Kathleen Gray, Detroit Free Press, February 6, 2012
U.S. Senate candidate Pete Hoekstra’s Super Bowl Sunday ad has drawn criticism from Republicans, Democrats, ministers and Asian Americans.
But former U.S. Rep. Hoekstra, a Holland Republican, defended the ad this morning, saying it was meant to draw a clear contrast between him and the senator he’s trying to defeat, Debbie Stabenow.
“We knew we were taking an aggressive approach on this, but we’re in a time when people are fed up with the spending and we wanted to capture that frustration with the spending,” Hoekstra said. “It hits Debbie smack-dab between the eyes on the area where she is most vulnerable.”
But the ad, which features an Asian woman riding a bike by a rice paddy and speaking broken English, draw immediate and critical response.
Black ministers in Detroit and the Asian and Pacific Islander American Vote group’s Michigan chapter both called the ad racially insensitive. The other Republicans running for the Senate nomination said it proved that Hoekstra is not the best candidate to take on Stabenow in November. Democrats were united in their criticism and even some Republicans called the ad racist, xenophobic and “really, really dumb,” in social media postings.
The Rev. Charles Williams, pastor of the King Solomon Baptist Church in Detroit, called on Hoekstra to apologize for what he called the “racist” ad and stop running it. If he doesn’t, a group of black pastors in Detroit will begin contacting contributors to Hoekstra’s campaign and ask them to withdraw their support.
“The imagery in the ad is no different than the folks who had to put black-faced paint on and tap dance,” he said. “This whole thing makes me so sad because Hoekstra really doesn’t get it.”
The Rev. Maurice L. Rudds of Greater Mt.

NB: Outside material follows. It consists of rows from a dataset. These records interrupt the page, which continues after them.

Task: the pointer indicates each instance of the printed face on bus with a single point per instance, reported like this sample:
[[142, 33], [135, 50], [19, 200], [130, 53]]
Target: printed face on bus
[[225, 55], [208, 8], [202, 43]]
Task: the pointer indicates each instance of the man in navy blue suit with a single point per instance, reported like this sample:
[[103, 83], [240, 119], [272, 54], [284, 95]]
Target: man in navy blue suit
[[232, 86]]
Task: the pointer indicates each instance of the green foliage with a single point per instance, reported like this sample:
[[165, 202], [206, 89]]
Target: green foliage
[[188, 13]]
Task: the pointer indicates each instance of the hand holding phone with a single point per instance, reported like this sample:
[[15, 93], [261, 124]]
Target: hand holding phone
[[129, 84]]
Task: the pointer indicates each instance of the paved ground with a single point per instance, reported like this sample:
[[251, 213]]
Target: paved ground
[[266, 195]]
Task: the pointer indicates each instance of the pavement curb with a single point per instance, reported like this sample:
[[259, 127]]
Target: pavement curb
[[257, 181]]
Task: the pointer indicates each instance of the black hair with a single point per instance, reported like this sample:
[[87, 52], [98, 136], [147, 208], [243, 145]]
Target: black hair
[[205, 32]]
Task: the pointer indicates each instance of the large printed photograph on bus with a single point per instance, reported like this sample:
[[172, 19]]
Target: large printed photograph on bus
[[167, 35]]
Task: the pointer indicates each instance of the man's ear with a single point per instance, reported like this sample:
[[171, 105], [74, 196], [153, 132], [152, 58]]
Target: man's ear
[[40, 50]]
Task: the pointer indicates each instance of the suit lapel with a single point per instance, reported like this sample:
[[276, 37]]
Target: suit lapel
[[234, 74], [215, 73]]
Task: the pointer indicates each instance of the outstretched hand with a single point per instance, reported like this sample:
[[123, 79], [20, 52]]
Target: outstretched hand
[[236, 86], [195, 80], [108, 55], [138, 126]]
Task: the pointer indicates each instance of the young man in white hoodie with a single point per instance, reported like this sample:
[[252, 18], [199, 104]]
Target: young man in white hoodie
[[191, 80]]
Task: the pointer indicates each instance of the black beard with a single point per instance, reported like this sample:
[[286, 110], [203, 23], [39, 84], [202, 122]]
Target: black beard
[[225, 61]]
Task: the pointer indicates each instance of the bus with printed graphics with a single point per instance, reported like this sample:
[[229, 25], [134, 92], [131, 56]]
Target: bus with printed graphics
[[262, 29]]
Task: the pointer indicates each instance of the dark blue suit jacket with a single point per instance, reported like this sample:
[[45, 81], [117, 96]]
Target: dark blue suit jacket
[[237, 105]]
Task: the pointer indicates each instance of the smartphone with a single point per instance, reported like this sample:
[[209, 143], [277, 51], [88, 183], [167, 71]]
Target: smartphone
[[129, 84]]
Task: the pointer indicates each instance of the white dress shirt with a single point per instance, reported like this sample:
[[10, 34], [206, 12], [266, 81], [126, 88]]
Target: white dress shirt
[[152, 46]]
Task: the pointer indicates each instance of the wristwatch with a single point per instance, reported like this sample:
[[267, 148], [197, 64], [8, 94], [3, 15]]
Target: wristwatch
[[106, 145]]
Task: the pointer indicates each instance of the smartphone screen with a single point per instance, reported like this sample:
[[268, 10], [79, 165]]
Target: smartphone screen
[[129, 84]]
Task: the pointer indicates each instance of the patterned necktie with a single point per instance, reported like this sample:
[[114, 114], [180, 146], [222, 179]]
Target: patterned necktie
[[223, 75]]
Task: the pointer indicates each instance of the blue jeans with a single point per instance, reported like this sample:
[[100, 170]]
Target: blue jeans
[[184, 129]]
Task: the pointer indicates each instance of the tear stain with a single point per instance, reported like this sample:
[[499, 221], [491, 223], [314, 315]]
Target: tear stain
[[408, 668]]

Tabor Baptist Church in Detroit said, “The politics of racial division is alive and well in Hoekstra’s campaign.”
The Asian and Pacific Islander American Vote’s Michigan chapter released a statement today, calling the ad very disturbing.
“No elected official or candidate for office, regardless of political affiliation, should use stereotypical imagery or language,” the statement said. “The use of these stereotypes is counter to the progress our country has made over past decades to encourage respect for all communities.
The Hoekstra campaign set up a website,www.DebbieSpendItNow.com, that features the ad and includes Chinese writing, paper lanterns, parade dragons and Stabenow’s face on a Chinese fan. It accuses the Democratic senator of “pouring American dollars into the Chinese economy.”